These guys claimed they have seen the documentation that Sony have sent to developers (along with devkits).

PS4 and Neo will co-exist, Sony has tough guidelines that devs must adhere to to publish games on their platform. Basically games need to target both, PS4 quality must be like the current situation, target 1080p/30 fps. Neo extends that, devs can pick 60 fps or 4K/30 fps.

There's now leaks that MS is working on the Xbox Next, also going with Polaris APU.

All 3 major consoles are going to be on the same tech level, x86/GCN, Sony/MS will be backwards compatibility. Nintendo jumping onboard to the x86/GCN train. Devs will love this because it makes their cross-platform development much easier.

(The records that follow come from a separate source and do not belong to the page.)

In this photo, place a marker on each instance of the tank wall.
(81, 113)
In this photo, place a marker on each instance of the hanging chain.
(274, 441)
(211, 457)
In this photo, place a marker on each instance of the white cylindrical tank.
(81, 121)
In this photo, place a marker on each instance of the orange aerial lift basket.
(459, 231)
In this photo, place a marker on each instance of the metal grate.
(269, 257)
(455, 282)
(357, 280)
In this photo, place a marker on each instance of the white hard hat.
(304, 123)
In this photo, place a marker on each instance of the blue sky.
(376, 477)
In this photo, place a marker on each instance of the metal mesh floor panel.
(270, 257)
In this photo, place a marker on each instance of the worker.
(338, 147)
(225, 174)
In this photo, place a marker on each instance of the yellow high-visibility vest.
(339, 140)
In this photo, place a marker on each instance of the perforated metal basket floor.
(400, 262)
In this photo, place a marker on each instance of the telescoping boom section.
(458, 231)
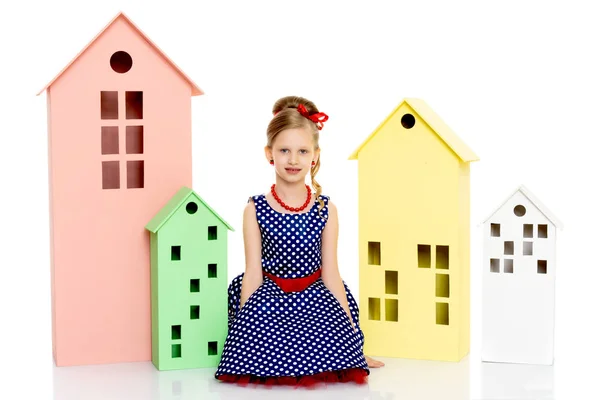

ETA? Sony is accepting "Neo" game submission in August. They require all games released after October to support Neo. This likely points to an October release for the PS4 Neo.
From your Eurogamer link.

Memory: We're still at 8GB of GDDR5, with a 24 per cent boost to bandwidth compared to the original PS4. The current machine uses 5.5gbps memory modules. Basic maths suggests that Sony has pushed this to the same 7.0gbps modules we see on high-end graphics cards like the GTX 980 and GTX 980 Ti. There are some concerns here. The boost to bandwidth isn't exactly huge, it will still be in contention with CPU utilisation (they both share the same interface), and the bandwidth doesn't scale particularly well with the mooted GPU boost, which - to be frank - is massive.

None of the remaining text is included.